Magnificent Bastard You can find lots of so-called "Greatest TV Theme Songs" lists out there, but most of them seem to pick the song based on how much the reviewer liked the show.  "The Brady Bunch" theme?  Are you kidding me?  Decent enough lead in for a show, but you'd never listen to it in the car, would you?  Here's some TV theme songs that rock!

Rawhide
Composed by Ned Washington and Dimitri Tiomkin, and performed by Frankie Laine, Rawhide is a classic western song with a bite.  How cool was it?  Cool enough for The Blues Brothers to do a cover, that's how cool. Or how about this - a cover by none other than Jello Biafra and the Dead Kennedys!


The Addams Family
Vik Mizzy's theme song is definitely a little bare on the musical chops (he always worked on a tight budget, which also explains why he sang the theme song himself, overdubbing his own voice three times), but it's guaranteed to get you snapping your fingers.


Sanford and Son
Quincy Jones delivers a timeless classic - that great bass and guitar opening, with the funky sax intro - bringing a little soul to prime time TV.


The Beverly Hillbillies
The brilliance here is two-fold.  Write a song that explains the premise of the show, and then get two of the greatest bluegrass musicians of all time (Lester Flatt and Earl Scruggs) to pick it out for you.  Aaaaaah - swimmin' pools . . . movie stars . . .


The Munsters
Season Two especially. The song is basically the same, but the Season Two version just rocks more!  Blaring horns, swinging surf guitar - let's call Butch Patrick and have a party! I tried to find a clip, but all I could find was Season 1, which just wasn't as cool.

Barney Miller
Barney Miller was a decent police comedy, but the producers of the show should get a lifetime achievement award for the best theme song promoting the bass guitar.  Les Claypool has said this was the song that made him want to play bass.  Great cover versions can be heard every day at sound checks and Guitar Centers across the country.


Hawaii Five-0
This song would be rated higher if it weren't for the god-awful high-school band cover versions I had to listen to every year growing up. 


Welcome Back Kotter
John Sebastian scored yet another #1 hit with this hip theme song.  The show isn't as good as you remember it, but the song gets better every time I hear it.


Chico and the Man
The great Jose Feliciano wrote and performed this song, which would have been an even bigger hit were it not for the untimely suicide of Freddie Prinze, effectively ending the show several episodes short of 100, the limit for most syndication deals.  Reportedly, Feliciano was so nervous that the producers would reject the song that he wrote a second song, which the producers also bought to use as the show's closing song.  To this day one of the only Latin flavored theme songs, and still one of the best. 


Gilligan's Island
Granted, this is not the best theme song musically, and I tried to place it lower, but I just couldn't.  No theme song has better captured the premise of a series than this one.  Not only do we learn exactly why the castaways are on the island, we meet them all, at least after the first season, when the song was re-recorded to include The Professor and Mary Ann.  A little known fact is that Bob Denver insisted on re-doing the song to include the two cast members, and when producers refused, he used a contractual clause allowing him to choose where his name appears in the credits.  He insisted his name be moved to the end credits along with Dawn Wells (Mary Ann) and Russell Johnson (The Professor), and the producers caved in. 

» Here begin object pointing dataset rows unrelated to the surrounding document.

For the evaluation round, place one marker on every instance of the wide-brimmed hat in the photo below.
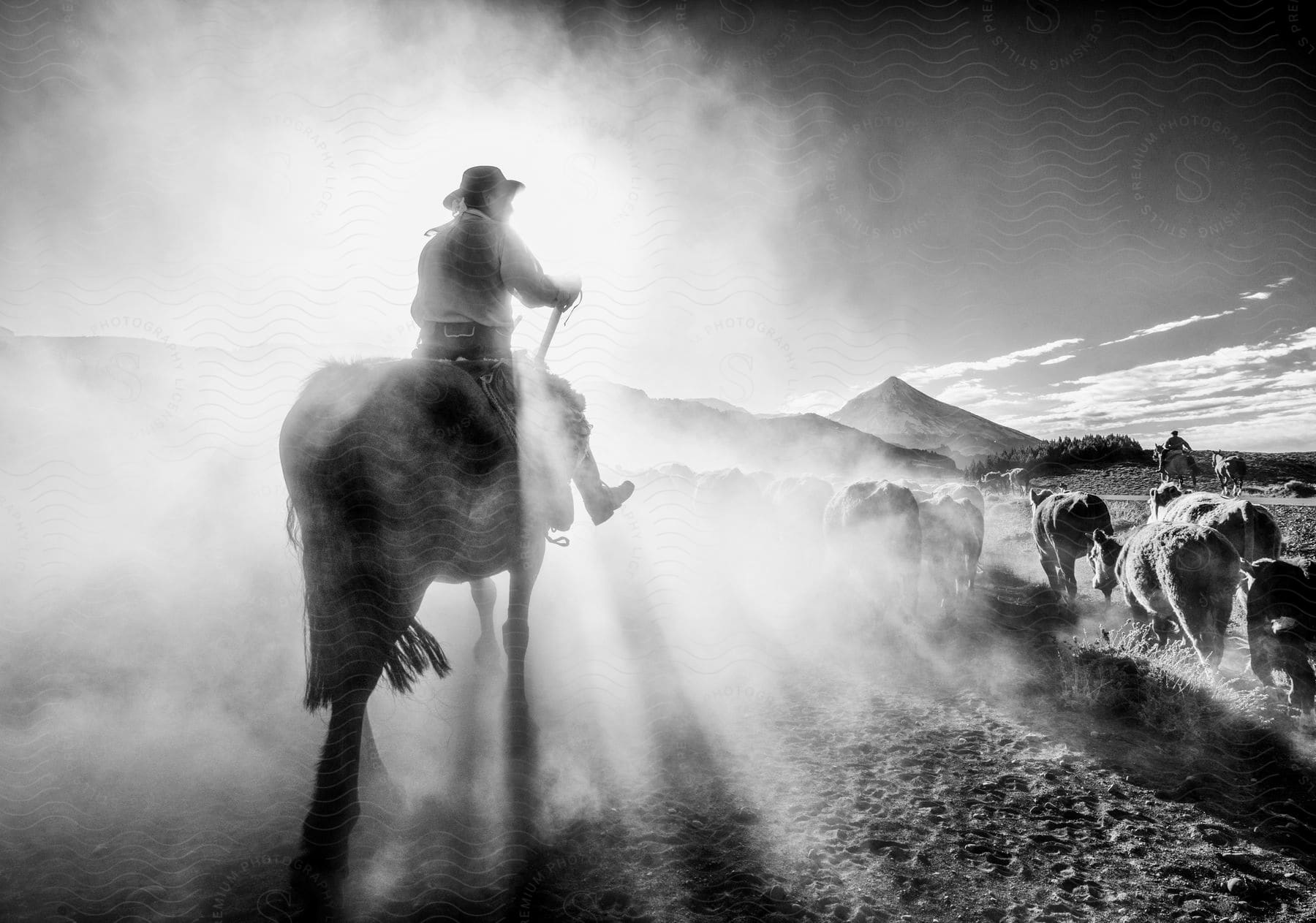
(480, 184)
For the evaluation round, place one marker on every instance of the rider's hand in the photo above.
(569, 288)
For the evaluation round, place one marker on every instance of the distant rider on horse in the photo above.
(1177, 444)
(469, 270)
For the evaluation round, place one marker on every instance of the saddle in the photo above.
(503, 381)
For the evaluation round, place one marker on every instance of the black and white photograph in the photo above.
(658, 462)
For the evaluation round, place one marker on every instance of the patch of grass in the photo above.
(1127, 514)
(1125, 675)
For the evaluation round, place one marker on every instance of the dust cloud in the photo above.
(217, 197)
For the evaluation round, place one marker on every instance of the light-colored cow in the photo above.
(1279, 599)
(874, 534)
(962, 492)
(1062, 531)
(1181, 576)
(1019, 480)
(1250, 528)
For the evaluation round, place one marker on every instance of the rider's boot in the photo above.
(600, 500)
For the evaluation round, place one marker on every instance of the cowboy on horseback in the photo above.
(469, 271)
(1176, 444)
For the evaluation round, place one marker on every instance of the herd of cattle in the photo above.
(1181, 571)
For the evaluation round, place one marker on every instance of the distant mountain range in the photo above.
(891, 430)
(901, 413)
(636, 430)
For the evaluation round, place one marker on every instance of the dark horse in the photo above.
(401, 474)
(1174, 466)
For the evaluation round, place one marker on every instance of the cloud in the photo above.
(954, 368)
(1265, 388)
(1171, 325)
(815, 401)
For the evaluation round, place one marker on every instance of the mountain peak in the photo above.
(898, 412)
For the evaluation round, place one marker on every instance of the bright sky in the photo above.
(757, 219)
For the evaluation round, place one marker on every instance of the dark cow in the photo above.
(995, 482)
(952, 543)
(1181, 576)
(1250, 528)
(1019, 480)
(1062, 530)
(1281, 605)
(874, 534)
(962, 492)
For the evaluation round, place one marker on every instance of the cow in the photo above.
(728, 490)
(1250, 528)
(1174, 464)
(1230, 470)
(1279, 599)
(961, 492)
(952, 543)
(1178, 575)
(873, 531)
(997, 482)
(1062, 529)
(796, 505)
(1019, 480)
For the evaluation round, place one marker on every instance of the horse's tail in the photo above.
(341, 631)
(291, 526)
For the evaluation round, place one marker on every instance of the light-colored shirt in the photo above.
(470, 270)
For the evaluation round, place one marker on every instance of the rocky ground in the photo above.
(939, 773)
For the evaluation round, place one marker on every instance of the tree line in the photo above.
(1092, 450)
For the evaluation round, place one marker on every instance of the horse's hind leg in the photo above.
(363, 646)
(320, 870)
(485, 595)
(374, 771)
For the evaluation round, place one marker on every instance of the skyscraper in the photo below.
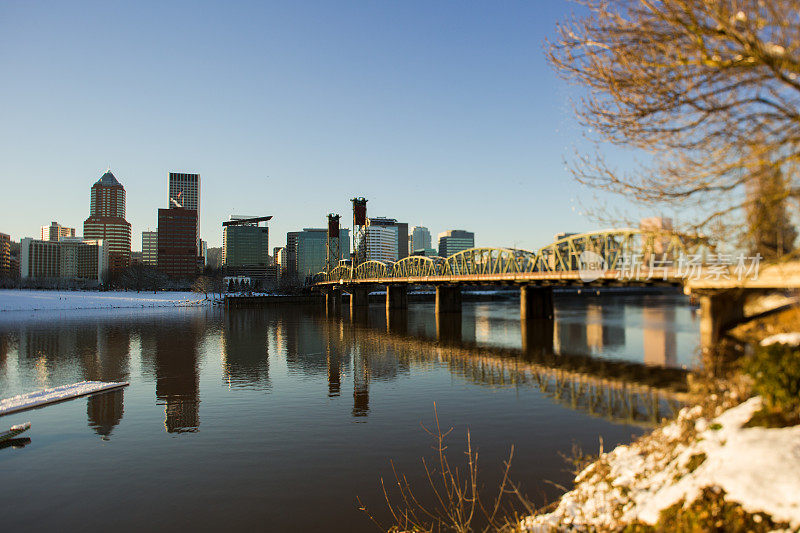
(184, 191)
(56, 231)
(177, 242)
(5, 255)
(384, 240)
(245, 246)
(454, 241)
(150, 248)
(312, 251)
(107, 221)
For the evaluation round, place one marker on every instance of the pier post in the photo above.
(719, 311)
(535, 302)
(396, 297)
(448, 328)
(359, 297)
(448, 299)
(537, 335)
(333, 301)
(397, 321)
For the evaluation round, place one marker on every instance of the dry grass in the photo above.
(454, 499)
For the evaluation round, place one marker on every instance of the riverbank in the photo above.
(40, 300)
(684, 471)
(729, 462)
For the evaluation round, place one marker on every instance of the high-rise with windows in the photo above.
(5, 255)
(184, 191)
(150, 248)
(454, 241)
(107, 221)
(177, 242)
(56, 231)
(420, 240)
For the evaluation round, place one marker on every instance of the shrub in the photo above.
(775, 370)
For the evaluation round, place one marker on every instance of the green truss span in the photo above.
(613, 246)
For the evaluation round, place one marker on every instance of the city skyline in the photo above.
(295, 107)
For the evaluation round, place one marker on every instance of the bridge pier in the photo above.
(448, 328)
(719, 311)
(397, 321)
(333, 301)
(396, 297)
(537, 335)
(448, 299)
(535, 302)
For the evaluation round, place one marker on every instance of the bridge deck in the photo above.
(611, 277)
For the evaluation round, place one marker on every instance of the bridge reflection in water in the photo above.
(559, 357)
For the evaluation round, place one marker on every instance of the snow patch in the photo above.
(793, 339)
(33, 300)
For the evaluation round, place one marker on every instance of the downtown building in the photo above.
(55, 231)
(245, 247)
(177, 243)
(454, 241)
(306, 254)
(71, 258)
(178, 236)
(5, 256)
(386, 239)
(420, 241)
(150, 248)
(107, 222)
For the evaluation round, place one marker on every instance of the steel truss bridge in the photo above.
(627, 255)
(612, 257)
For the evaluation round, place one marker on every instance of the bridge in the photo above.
(618, 257)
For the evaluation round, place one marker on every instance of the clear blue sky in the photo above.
(442, 114)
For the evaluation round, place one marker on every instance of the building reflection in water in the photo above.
(245, 348)
(72, 352)
(590, 329)
(106, 360)
(659, 336)
(171, 349)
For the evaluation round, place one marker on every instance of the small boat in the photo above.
(14, 431)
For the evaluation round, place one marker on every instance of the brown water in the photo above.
(277, 419)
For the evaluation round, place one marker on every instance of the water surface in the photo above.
(277, 419)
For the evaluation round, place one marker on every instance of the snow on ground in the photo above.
(30, 300)
(758, 468)
(55, 394)
(792, 339)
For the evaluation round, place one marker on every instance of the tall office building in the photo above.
(107, 221)
(5, 255)
(177, 242)
(68, 258)
(420, 240)
(184, 191)
(245, 246)
(150, 248)
(312, 251)
(55, 231)
(454, 241)
(386, 239)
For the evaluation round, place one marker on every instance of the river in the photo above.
(277, 419)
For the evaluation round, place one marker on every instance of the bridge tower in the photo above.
(359, 230)
(334, 244)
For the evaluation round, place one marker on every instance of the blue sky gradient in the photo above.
(443, 114)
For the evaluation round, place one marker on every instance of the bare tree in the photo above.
(203, 284)
(709, 90)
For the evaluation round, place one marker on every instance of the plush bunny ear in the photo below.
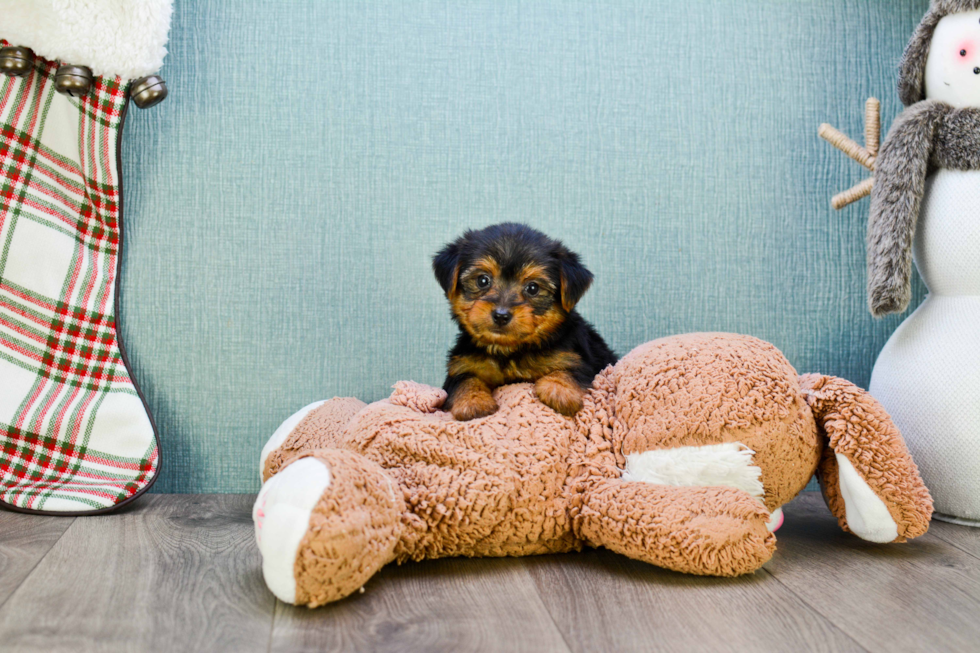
(912, 70)
(575, 278)
(445, 264)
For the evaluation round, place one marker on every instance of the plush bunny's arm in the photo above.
(896, 198)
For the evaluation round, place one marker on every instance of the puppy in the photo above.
(513, 292)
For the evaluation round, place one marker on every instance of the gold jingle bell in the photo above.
(75, 81)
(148, 91)
(16, 61)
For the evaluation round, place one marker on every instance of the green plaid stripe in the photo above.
(74, 434)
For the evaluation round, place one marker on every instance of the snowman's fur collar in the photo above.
(124, 38)
(912, 70)
(927, 136)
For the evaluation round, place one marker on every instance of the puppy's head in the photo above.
(510, 285)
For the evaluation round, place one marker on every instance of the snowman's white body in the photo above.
(928, 374)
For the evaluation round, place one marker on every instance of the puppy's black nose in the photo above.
(501, 316)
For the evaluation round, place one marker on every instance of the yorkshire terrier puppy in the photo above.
(513, 292)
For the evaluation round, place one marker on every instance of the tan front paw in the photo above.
(472, 399)
(560, 392)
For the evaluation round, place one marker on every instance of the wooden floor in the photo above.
(182, 573)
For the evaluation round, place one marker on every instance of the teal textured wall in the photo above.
(282, 205)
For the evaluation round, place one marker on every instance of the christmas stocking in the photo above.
(75, 433)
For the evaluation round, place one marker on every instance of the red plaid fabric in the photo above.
(75, 435)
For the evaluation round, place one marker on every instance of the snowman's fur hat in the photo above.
(911, 79)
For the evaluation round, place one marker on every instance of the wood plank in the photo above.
(965, 538)
(24, 541)
(923, 595)
(438, 605)
(172, 573)
(602, 601)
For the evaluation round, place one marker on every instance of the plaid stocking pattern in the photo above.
(75, 433)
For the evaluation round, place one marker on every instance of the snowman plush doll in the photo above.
(925, 206)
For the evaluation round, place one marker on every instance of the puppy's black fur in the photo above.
(513, 292)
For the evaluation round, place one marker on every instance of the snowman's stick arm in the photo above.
(836, 138)
(848, 197)
(872, 126)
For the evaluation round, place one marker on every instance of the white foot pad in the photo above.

The song sounds even better if you play it to the tune of Stairway to Heaven . . .


Does that count as one of the first ever mash-ups?

How could you leave Night Court off? That had a much better bass line than Barney Miller! - Anonymous Bass Player

You know what - you're right about the bass line - personally, I hated the rest of the song, though. Hated it enough to fling pooh at it. Nice bass line, but not enough.

For a wordless theme song, I have to go with the original Star Trek theme

aaaaah, my young Monk-let - but the Star Trek theme actually did have words.
Beyond - The rim of the star-light
My love - Is wand'ring in star-flight
I know - He'll find in star-clustered reaches
Love, Strange love a star woman teaches.
I know - His journey ends never
His star trek - Will go on forever.
But tell him
While he wanders his starry sea
Remember, remember me.

And that's why that song can never be on this list.